Sulla realtà di ciò che è possibile

Penso si possa tranquillamente affermare che nessuno capisce la
meccanica quantistica. – Richard Feynman

Le prove a sostegno dell’interpretazione dei molti mondi sono schiaccianti. Non solo plausibili, o convincenti. Sono decisive. Le versioni della meccanica quantistica che postulano l’esistenza di un solo universo semplicemente non funzionano, e il leggendario alone di mistero che circonda la teoria deriva da questo fatto essenziale. Ma basta con le chiacchiere, lasciate che ve lo dimostri. – Eliezer Yudkowsky

L’avventura della fisica moderna comincia nei primi anni del ’900, quando alcuni fenomeni apparentemente paradossali del mondo microscopico portano alla nascita della meccanica quantistica, una teoria che si sarebbe ben presto rivelata una vera e propria rivoluzione. La nuova fisica è stata capace di spiegare brillantemente i meccanismi alla base del mondo degli atomi: ogni volta che è stata messa alla prova si è mostrata in perfetto accordo con gli esperimenti, tanto che al momento nessuno mette seriamente in dubbio la sua validità. Nonostante questo, però, attorno ad essa arde un feroce dibattito filosofico, molto più acceso di quello che interessa ad esempio la relatività generale o il modello standard delle particelle.

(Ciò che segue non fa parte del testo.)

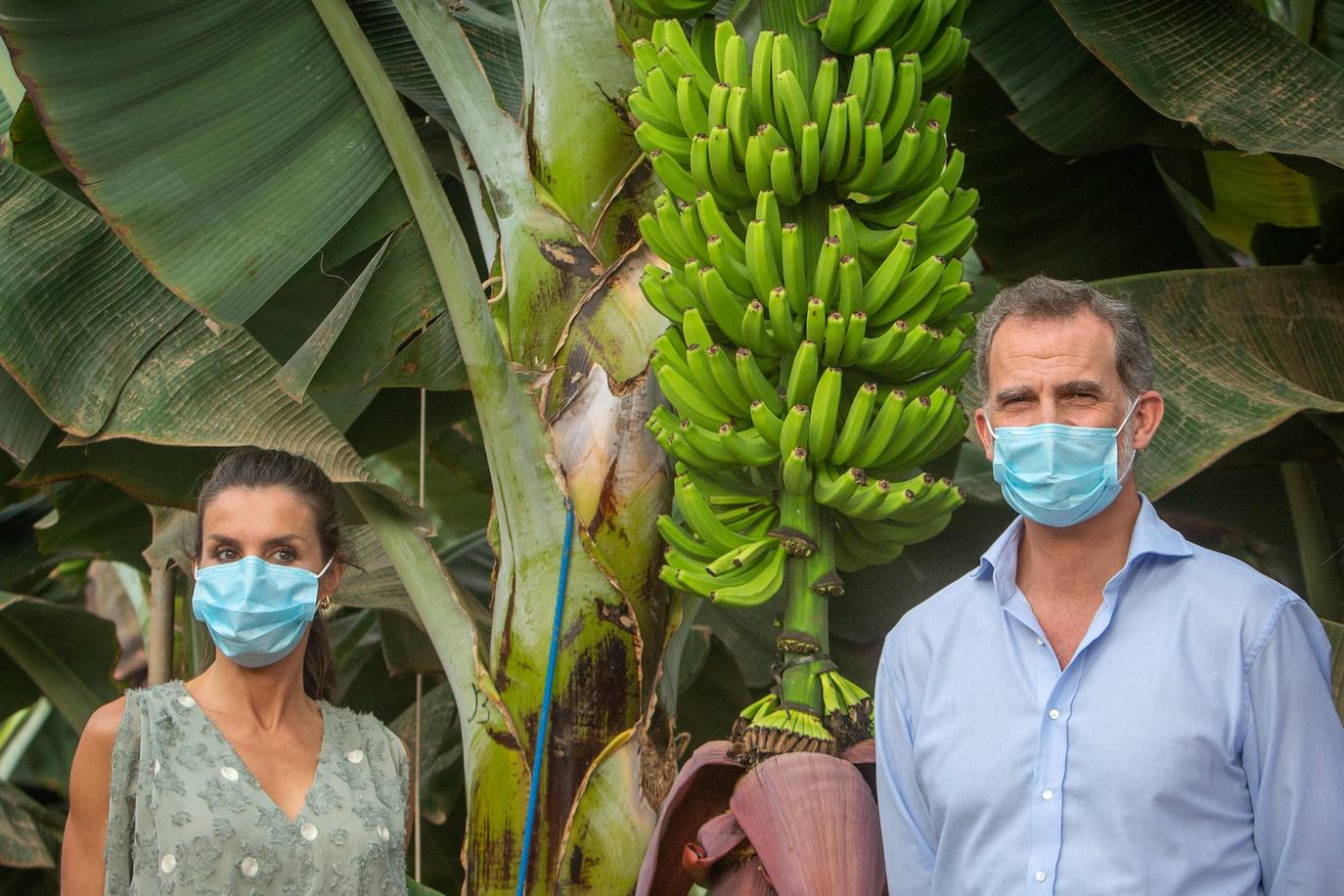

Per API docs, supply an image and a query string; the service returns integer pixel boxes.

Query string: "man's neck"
[1017,477,1142,604]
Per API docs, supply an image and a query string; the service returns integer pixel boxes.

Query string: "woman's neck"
[190,638,316,731]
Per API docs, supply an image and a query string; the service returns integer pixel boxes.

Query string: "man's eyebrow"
[995,385,1036,404]
[1055,381,1106,395]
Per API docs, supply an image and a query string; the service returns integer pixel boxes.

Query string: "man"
[876,277,1344,896]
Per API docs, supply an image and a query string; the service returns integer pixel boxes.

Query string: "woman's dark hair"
[195,447,345,699]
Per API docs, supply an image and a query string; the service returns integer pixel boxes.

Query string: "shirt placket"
[1006,582,1114,896]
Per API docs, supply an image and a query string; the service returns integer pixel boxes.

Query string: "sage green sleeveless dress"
[104,681,409,896]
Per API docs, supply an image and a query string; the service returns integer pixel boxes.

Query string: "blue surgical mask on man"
[192,557,335,669]
[985,398,1139,528]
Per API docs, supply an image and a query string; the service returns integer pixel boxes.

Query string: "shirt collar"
[971,493,1192,604]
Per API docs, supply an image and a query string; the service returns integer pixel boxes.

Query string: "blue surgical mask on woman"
[985,398,1139,528]
[191,557,335,669]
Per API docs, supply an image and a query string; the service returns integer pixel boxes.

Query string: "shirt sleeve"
[1242,594,1344,896]
[874,655,934,896]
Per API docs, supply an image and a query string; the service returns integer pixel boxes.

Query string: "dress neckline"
[172,679,332,825]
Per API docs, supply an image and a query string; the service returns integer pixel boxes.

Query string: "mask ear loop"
[1115,396,1142,482]
[317,554,336,612]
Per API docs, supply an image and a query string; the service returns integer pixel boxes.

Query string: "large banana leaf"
[0,158,364,481]
[0,593,117,731]
[1098,265,1344,498]
[1051,0,1344,165]
[949,58,1200,284]
[959,0,1200,156]
[0,0,391,324]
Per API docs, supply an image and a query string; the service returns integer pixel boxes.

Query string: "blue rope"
[517,501,574,896]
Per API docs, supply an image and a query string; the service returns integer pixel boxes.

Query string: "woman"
[61,449,409,896]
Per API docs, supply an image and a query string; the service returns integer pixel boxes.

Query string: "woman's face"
[199,485,333,577]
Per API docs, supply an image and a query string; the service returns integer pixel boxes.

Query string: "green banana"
[813,308,849,367]
[708,547,784,607]
[635,119,691,165]
[863,47,896,127]
[748,399,784,445]
[769,287,802,355]
[802,295,827,346]
[741,298,780,357]
[781,446,812,497]
[719,424,780,467]
[836,255,869,316]
[676,75,709,134]
[657,366,729,431]
[705,537,780,576]
[848,389,906,468]
[704,345,755,417]
[770,147,802,205]
[863,227,918,314]
[812,235,840,307]
[849,0,918,51]
[820,0,859,54]
[812,57,840,134]
[784,339,820,406]
[657,514,718,562]
[736,348,786,415]
[673,479,751,554]
[704,233,755,295]
[808,367,844,462]
[869,252,945,327]
[828,382,877,464]
[780,222,809,314]
[650,149,700,202]
[773,68,812,148]
[746,217,784,302]
[686,342,747,416]
[709,125,754,208]
[817,100,849,181]
[751,31,774,121]
[813,464,867,508]
[780,404,812,454]
[798,121,822,197]
[855,321,907,371]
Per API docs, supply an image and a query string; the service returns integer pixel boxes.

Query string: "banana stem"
[780,493,834,716]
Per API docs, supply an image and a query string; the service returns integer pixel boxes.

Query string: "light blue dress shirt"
[874,498,1344,896]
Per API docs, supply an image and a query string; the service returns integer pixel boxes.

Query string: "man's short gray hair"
[976,274,1153,402]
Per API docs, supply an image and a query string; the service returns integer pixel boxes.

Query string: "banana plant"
[629,0,978,893]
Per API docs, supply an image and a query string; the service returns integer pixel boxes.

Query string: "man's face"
[976,312,1156,460]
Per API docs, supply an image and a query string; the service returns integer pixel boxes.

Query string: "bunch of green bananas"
[630,8,980,752]
[816,0,970,66]
[629,18,963,214]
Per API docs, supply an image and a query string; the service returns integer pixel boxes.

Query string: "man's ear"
[1135,389,1167,451]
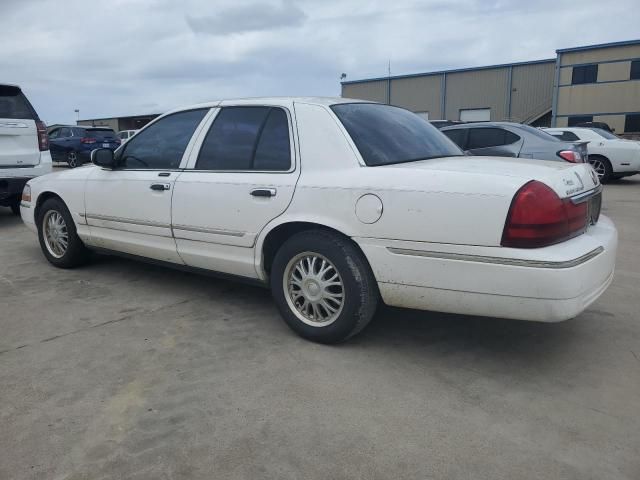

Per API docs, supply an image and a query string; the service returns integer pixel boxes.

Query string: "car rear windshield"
[331,103,463,166]
[0,85,38,120]
[591,128,618,140]
[85,128,116,140]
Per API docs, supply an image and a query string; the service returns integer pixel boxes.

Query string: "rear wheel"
[67,150,80,168]
[271,230,379,343]
[589,155,613,183]
[36,198,89,268]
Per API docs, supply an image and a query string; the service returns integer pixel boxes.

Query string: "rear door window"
[467,128,520,150]
[442,128,468,149]
[0,85,38,120]
[195,107,291,171]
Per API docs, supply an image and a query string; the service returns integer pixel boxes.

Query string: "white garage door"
[460,108,491,122]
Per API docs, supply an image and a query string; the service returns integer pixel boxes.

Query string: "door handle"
[251,188,278,197]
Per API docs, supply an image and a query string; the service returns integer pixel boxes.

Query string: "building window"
[571,65,598,85]
[629,60,640,80]
[567,115,593,127]
[624,113,640,133]
[460,108,491,122]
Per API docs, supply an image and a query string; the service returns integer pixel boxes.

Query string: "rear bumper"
[356,216,618,322]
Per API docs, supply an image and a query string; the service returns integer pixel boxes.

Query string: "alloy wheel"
[42,210,69,258]
[283,252,345,327]
[589,158,607,178]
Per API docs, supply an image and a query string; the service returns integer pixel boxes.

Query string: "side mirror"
[91,148,116,170]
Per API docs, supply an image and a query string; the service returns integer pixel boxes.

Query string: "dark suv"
[440,122,588,163]
[49,125,120,168]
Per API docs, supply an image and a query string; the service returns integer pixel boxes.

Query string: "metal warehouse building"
[76,113,160,132]
[342,40,640,133]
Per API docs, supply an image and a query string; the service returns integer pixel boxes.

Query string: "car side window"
[253,108,291,171]
[118,108,208,170]
[558,131,580,142]
[195,107,291,171]
[467,128,520,150]
[442,128,468,149]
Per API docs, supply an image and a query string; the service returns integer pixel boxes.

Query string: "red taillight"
[558,150,582,163]
[501,181,588,248]
[36,120,49,152]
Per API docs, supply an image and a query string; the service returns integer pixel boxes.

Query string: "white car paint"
[544,127,640,178]
[22,98,617,322]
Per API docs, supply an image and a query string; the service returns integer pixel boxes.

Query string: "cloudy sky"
[0,0,640,124]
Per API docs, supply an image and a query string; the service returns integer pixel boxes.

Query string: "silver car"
[440,122,588,163]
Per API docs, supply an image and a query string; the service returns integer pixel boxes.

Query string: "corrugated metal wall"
[342,61,555,121]
[446,68,509,120]
[505,62,555,122]
[342,80,387,103]
[391,75,442,119]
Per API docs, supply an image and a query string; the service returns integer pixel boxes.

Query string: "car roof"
[167,97,370,113]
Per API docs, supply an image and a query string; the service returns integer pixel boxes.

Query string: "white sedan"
[544,127,640,183]
[21,98,617,343]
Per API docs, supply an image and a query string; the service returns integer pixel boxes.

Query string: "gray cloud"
[186,0,307,35]
[0,0,638,123]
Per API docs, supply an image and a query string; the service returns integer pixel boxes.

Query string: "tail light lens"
[22,185,31,203]
[558,150,582,163]
[36,120,49,152]
[501,181,588,248]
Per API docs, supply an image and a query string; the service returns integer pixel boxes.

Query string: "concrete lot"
[0,177,640,480]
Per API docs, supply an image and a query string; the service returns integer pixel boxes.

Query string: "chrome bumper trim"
[387,247,604,269]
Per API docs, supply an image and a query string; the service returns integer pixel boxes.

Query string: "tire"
[36,198,89,268]
[589,155,613,183]
[270,230,379,344]
[67,154,82,168]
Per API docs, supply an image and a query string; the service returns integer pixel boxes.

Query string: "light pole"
[340,73,347,96]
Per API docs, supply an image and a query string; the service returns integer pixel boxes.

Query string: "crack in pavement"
[0,299,191,355]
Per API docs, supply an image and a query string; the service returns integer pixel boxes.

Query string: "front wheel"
[271,230,379,343]
[36,198,89,268]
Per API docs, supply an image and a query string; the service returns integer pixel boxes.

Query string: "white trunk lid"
[0,118,40,168]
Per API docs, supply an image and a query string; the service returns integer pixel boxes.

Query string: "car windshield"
[591,128,619,140]
[516,124,561,142]
[331,103,464,166]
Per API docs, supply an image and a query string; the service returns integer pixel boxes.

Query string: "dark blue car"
[49,126,120,168]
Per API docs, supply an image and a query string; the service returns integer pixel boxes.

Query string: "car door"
[171,106,300,278]
[467,127,522,157]
[85,108,210,263]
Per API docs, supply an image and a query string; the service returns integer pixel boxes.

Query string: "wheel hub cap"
[283,252,345,327]
[42,210,69,258]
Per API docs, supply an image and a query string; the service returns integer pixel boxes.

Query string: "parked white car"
[0,84,52,215]
[22,98,617,343]
[118,130,138,143]
[545,127,640,183]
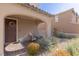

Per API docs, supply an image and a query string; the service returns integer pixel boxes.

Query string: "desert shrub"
[27,42,40,55]
[67,44,79,56]
[51,48,70,56]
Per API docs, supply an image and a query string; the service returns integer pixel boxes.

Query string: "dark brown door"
[5,19,16,43]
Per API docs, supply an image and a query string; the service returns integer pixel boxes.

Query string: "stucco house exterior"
[52,8,79,34]
[0,3,52,55]
[0,3,79,55]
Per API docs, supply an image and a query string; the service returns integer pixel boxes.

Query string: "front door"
[5,19,16,43]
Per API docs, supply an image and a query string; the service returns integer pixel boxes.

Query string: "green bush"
[67,45,79,56]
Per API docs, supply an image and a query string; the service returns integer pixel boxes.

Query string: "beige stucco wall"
[52,10,79,34]
[18,19,38,39]
[0,3,51,55]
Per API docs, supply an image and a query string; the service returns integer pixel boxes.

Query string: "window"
[55,15,58,22]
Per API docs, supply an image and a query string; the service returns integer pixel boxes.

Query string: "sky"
[39,3,79,14]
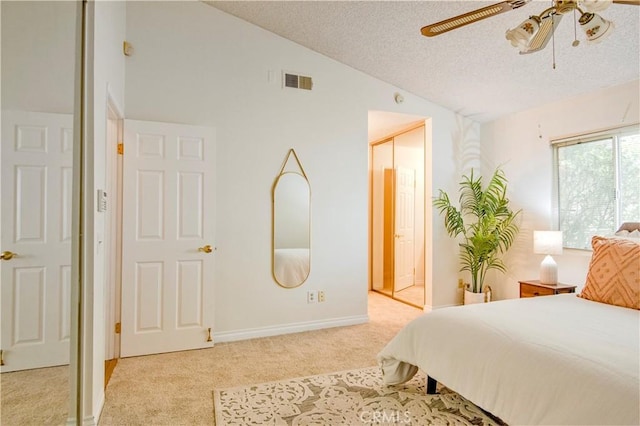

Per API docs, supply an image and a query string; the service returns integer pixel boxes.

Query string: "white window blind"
[552,126,640,249]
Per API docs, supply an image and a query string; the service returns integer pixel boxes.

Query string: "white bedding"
[378,294,640,425]
[273,248,309,287]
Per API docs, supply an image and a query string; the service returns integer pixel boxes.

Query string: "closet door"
[0,111,73,372]
[121,120,215,357]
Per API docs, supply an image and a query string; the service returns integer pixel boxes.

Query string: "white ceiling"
[207,0,640,126]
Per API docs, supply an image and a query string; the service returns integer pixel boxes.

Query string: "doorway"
[370,121,425,309]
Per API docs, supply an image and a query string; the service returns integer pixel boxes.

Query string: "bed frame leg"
[427,376,438,395]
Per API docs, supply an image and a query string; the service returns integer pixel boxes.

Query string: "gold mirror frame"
[271,148,311,288]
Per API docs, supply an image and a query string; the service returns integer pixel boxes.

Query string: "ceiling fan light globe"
[580,0,613,13]
[505,16,540,50]
[578,12,615,43]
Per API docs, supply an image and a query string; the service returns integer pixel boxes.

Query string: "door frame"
[105,94,124,366]
[368,120,433,310]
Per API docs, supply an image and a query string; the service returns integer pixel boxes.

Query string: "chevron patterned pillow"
[580,236,640,309]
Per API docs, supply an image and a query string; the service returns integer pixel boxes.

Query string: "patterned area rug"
[213,367,504,426]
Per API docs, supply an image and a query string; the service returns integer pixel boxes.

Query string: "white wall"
[1,1,76,114]
[126,2,459,332]
[481,80,640,298]
[84,2,126,423]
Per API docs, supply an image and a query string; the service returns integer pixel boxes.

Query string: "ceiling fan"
[421,0,640,55]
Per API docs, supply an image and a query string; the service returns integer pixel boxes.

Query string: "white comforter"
[378,294,640,425]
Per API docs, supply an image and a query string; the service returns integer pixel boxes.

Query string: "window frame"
[550,123,640,251]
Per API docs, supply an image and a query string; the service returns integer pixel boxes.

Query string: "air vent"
[284,73,313,90]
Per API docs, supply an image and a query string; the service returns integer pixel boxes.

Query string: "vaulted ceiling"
[207,1,640,122]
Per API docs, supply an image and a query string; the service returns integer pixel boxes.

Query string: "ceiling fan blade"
[520,14,564,55]
[420,0,531,37]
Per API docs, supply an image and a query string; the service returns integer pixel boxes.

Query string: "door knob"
[0,251,18,260]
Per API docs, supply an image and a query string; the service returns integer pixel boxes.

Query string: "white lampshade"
[505,16,540,50]
[533,231,562,254]
[533,231,562,285]
[578,13,615,43]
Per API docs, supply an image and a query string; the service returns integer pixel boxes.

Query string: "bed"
[273,248,309,287]
[378,237,640,425]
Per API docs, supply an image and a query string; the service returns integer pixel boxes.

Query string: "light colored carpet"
[214,367,504,426]
[0,292,422,425]
[100,293,422,425]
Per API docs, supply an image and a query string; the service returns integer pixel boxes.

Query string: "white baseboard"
[213,315,369,343]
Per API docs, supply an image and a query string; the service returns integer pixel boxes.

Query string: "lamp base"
[540,255,558,285]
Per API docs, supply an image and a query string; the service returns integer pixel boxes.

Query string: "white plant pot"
[464,290,487,305]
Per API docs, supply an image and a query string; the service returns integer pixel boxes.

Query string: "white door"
[394,167,416,291]
[0,111,73,372]
[121,120,215,357]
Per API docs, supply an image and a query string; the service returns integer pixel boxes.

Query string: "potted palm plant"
[433,168,521,303]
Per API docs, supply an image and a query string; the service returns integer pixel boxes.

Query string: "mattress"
[378,294,640,425]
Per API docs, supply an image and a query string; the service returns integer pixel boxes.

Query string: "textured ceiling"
[207,1,640,122]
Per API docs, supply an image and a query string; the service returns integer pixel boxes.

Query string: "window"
[552,126,640,249]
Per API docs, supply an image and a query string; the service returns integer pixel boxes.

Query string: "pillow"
[579,236,640,309]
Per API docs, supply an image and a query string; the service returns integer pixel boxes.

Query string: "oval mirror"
[272,150,311,288]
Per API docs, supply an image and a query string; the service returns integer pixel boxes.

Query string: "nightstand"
[518,280,576,297]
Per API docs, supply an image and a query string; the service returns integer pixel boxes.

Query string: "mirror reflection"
[272,150,311,288]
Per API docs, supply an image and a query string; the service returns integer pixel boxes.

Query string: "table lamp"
[533,231,562,285]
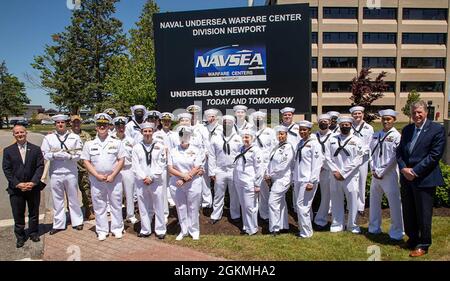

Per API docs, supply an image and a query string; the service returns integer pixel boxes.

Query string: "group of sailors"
[41,105,403,240]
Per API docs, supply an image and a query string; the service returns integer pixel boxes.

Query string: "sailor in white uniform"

Le sue equazioni sono chiare – per chi possiede le basi matematiche per comprenderle, ovviamente! – e universalmente accettate, tanto da costituire il fondamento di gran parte della tecnologia moderna. Perché, dunque, tanto fervore attorno alla loro interpretazione? Il motivo è presto detto: la teoria descrive un mondo del tutto alieno alla nostra intuizione, parlandoci di fenomeni ai quali è veramente difficile dare un senso. A quanto pare nel nostro universo hanno pieno diritto di cittadinanza particelle che si trovano in due luoghi diversi allo stesso tempo, gatti al contempo sia vivi che morti, fotoni che sembrano accorgersi quando qualcuno li guarda ed altre stranezze ancora più incredibili. «L’universo», affermò uno dei padri fondatori della nuova scienza, «non è solo più strano di quanto immaginiamo, è più strano di quanto possiamo immaginare!».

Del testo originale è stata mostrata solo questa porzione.